After some time, however, the carrier noticed that revenues from the service were underperforming, despite a good track record of shipments with few temperature incursions. The carrier turned to a consulting firm to figure out what went wrong. U.S.-based consulting firm ARG LLC, which specializes in revenue protection services. discovered that a data error had been made with the pharma shipments, most likely at the local terminal. These shipments were being mistakenly entered into the booking system as “general cargo,” rather than specialty pharma cargo. Because the booking data interfaced directly with the carrier’s billing system, more than 100 of the pharma shipments had been invoiced at the general cargo rate, instead of the high-value pharma rate.
It was a simple error. But since the airfreight industry has many moving parts, discovering such an error was hardly simple. With many airlines and forwarders still using their own proprietary legacy IT systems that are often siloed apart from the rest of the supply chain, it has become easy for billing errors to pass through quality-control efforts. Errant billing is a serious problem, industry executives acknowledged. Although exact figures are hard to pin down, ARG estimates that “there is more than $250 million in revenue leakage that direct and indirect air cargo carriers face, industrywide.” When asked about the estimate of $250 million left on the table every year, a cargo executive at an Asian carrier said he believed the number wasn’t quite that high. But after a long pause, he told Air Cargo World, “let’s put it this way, I wouldn’t be surprised if it really is that high.”
To be fair, misguided billing is not new. To help address this long-standing issue, the International Air Transport Association (IATA) set up the automated Cargo Accounts Settling System (CASS) in the 1970s, with the intention of simplifying the billing and settlement of accounts between airlines, general sales agents and freight forwarders. By 2003, IATA created the CASSlink portal used today, which digitized the process. In the United States, international carriers often use a similar, less-regulated product, Cargo Network Services (CNS), or “CASS-USA,” to perform the same function. CASS and CNS have both proven to be effective in processing air waybills (AWBs) and settling invoice disputes, but they have not prevented errors, carriers told Air Cargo World.
“CASS is not really geared to improve accuracy,” said Mark Palladino, a principal at ARG, who has worked with some of the largest international cargo carriers on revenue leakage. “It is designed to streamline the settlement of the transaction.”

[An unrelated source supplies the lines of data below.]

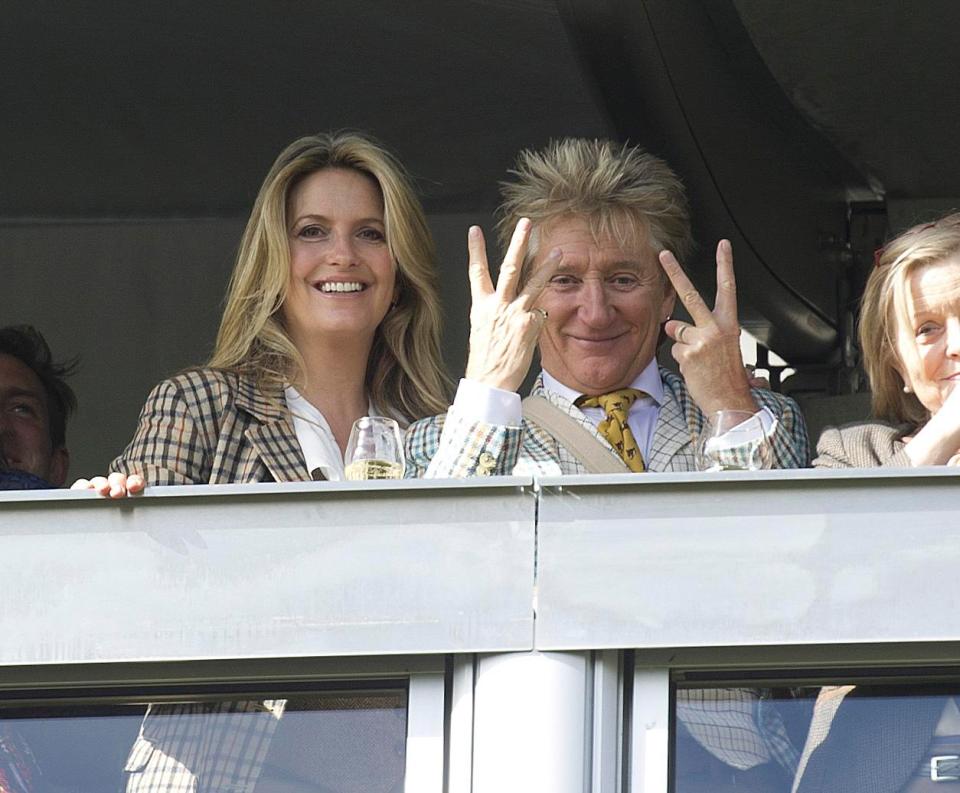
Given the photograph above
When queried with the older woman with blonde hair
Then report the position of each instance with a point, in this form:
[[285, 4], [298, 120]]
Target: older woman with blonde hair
[[910, 339], [331, 314], [877, 738]]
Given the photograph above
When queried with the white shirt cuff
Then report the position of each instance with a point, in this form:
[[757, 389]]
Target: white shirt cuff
[[482, 403]]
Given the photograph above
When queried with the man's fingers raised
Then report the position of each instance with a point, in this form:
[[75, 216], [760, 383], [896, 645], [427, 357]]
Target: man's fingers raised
[[686, 291], [480, 282], [510, 269], [726, 305], [539, 279]]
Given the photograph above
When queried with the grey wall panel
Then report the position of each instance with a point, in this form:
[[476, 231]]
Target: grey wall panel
[[769, 558], [258, 571]]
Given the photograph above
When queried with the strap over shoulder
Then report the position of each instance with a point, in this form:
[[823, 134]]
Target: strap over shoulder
[[594, 456]]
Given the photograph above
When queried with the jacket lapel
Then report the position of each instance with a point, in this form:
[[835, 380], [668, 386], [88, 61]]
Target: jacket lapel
[[272, 435]]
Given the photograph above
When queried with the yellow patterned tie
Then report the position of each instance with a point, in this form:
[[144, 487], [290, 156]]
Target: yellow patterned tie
[[614, 427]]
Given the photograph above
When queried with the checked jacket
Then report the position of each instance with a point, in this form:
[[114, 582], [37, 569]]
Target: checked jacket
[[453, 446]]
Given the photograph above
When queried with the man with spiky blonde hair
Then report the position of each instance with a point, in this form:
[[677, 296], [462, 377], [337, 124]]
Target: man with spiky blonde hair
[[592, 230]]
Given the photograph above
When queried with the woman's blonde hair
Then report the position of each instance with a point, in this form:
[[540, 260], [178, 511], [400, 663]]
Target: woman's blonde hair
[[622, 191], [404, 372], [885, 310]]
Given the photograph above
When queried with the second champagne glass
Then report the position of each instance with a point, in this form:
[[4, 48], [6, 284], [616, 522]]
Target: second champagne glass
[[374, 450]]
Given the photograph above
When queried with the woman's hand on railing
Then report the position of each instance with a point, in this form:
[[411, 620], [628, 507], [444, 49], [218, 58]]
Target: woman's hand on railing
[[115, 485]]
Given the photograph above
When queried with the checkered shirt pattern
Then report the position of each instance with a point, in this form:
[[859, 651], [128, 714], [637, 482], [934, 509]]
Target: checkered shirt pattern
[[454, 446], [206, 426], [202, 747]]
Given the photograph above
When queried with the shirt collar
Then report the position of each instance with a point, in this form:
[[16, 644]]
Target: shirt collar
[[319, 447], [648, 381]]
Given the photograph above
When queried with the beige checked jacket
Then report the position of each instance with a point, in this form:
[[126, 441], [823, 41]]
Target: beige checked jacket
[[206, 426], [447, 446]]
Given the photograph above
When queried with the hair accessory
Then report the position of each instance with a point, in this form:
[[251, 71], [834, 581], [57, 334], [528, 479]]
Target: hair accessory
[[878, 253]]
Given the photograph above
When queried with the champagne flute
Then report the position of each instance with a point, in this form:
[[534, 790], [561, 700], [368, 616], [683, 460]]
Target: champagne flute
[[734, 440], [374, 450]]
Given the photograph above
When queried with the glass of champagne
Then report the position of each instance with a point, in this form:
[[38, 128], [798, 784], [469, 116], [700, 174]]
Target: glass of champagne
[[734, 440], [374, 450]]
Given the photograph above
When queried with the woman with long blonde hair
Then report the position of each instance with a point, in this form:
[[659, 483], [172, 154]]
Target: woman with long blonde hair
[[331, 314]]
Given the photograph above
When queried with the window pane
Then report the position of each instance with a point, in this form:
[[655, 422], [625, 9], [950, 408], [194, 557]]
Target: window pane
[[852, 738], [324, 742]]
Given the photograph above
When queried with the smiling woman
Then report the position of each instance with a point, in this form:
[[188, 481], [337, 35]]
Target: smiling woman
[[910, 337], [331, 314]]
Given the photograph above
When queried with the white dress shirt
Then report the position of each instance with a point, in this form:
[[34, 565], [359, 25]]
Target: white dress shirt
[[479, 402], [320, 450]]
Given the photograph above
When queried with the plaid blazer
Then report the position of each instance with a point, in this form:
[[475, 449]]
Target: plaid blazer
[[206, 426], [450, 446]]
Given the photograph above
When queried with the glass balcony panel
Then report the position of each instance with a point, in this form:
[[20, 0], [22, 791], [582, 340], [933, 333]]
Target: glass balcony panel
[[343, 741], [875, 738]]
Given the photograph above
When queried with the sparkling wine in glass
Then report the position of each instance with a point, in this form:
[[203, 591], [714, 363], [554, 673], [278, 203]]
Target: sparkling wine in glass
[[374, 450], [734, 440]]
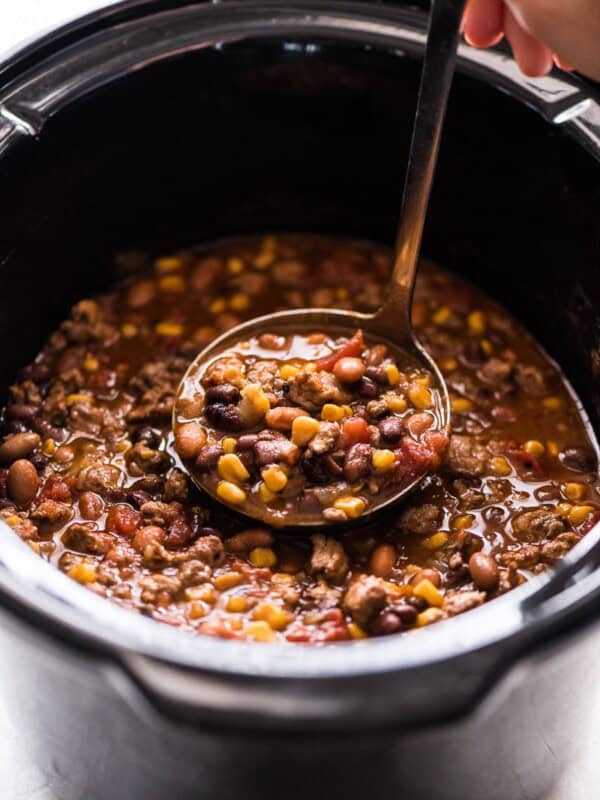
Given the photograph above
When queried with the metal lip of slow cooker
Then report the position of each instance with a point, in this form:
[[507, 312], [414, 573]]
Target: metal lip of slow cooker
[[36, 588]]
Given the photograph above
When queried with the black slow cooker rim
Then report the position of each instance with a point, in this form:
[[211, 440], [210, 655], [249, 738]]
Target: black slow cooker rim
[[32, 586]]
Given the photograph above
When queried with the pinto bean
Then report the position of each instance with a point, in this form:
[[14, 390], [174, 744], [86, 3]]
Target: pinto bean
[[484, 571], [383, 560], [247, 540], [190, 438], [18, 445], [22, 482]]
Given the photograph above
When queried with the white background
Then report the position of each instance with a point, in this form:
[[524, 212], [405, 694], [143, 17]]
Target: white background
[[20, 21]]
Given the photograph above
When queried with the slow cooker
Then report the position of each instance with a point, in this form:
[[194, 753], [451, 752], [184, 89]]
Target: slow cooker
[[152, 125]]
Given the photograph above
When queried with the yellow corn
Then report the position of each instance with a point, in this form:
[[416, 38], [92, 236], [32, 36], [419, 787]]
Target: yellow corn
[[263, 557], [230, 468], [355, 631], [574, 491], [579, 514], [168, 264], [230, 493], [260, 631], [265, 494], [441, 316], [276, 618], [236, 603], [228, 580], [352, 506], [461, 405], [288, 371], [239, 302], [169, 328], [332, 413], [477, 322], [171, 283], [392, 374], [275, 478], [436, 541], [534, 448], [500, 466], [303, 430], [383, 460], [429, 592], [420, 396], [83, 573]]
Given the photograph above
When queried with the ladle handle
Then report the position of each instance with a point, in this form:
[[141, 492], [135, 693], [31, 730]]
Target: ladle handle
[[393, 318]]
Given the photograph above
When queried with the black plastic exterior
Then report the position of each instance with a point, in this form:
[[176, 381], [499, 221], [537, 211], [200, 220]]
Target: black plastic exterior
[[198, 122]]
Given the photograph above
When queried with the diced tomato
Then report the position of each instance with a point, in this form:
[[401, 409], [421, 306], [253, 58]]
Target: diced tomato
[[354, 430], [353, 347], [123, 520]]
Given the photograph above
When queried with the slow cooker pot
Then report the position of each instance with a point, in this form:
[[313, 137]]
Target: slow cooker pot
[[153, 125]]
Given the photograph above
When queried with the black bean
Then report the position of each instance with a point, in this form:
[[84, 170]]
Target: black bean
[[391, 428], [367, 388], [226, 418], [357, 463], [224, 394]]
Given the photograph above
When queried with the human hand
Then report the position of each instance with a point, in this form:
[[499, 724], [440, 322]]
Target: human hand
[[540, 32]]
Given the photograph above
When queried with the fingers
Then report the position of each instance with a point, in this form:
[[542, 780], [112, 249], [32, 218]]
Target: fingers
[[483, 23], [533, 57]]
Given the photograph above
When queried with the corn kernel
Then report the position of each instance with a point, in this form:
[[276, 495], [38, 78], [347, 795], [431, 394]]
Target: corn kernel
[[448, 364], [239, 302], [168, 264], [420, 396], [579, 514], [71, 399], [235, 265], [49, 447], [169, 328], [275, 478], [436, 541], [228, 580], [83, 573], [128, 330], [355, 631], [392, 374], [500, 466], [230, 493], [477, 322], [260, 631], [90, 364], [429, 616], [396, 403], [230, 468], [265, 494], [171, 283], [352, 506], [276, 618], [442, 315], [332, 413], [460, 405], [574, 491], [217, 306], [552, 403], [236, 604], [263, 557], [462, 522], [429, 592], [288, 371], [303, 430], [196, 609], [534, 448], [383, 460]]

By the end of 2016, CASS expanded to 93 countries and territories worldwide, handling freight-related transactions worth a combined total of US$26.4 billion in that year alone. The rates for billing disputes from these transactions are generally carrier specific and vary from one to the other, but Palladino said he has seen invoice adjustment rates for some carriers using CASS that “are nearing 20 percent.” On the U.S. side, CNS reported that an average of about 9 percent of the 2.8 million AWBs it processes each year are disputed.
And these are just the discrepancies that are being noticed. Who’s to say how many billions of dollars’ worth of over-billed or undercharged invoices have slipped past overworked accounting departments? And what toll is being taken on the billing departments at carriers, which are often flooded with so many invoice adjustments that it becomes a major resource drain?
“Although CNS is a clearing house and does not have a mechanism for reducing billing errors, the system does detect common file load data errors,” said a CNS executive, who declined to be identified. “Errors often occur when a carrier enters a new market and coding/billing does not align with the forwarding services provided, possibly because local staff is unaware of how to code for time definite guarantees or specialty products.”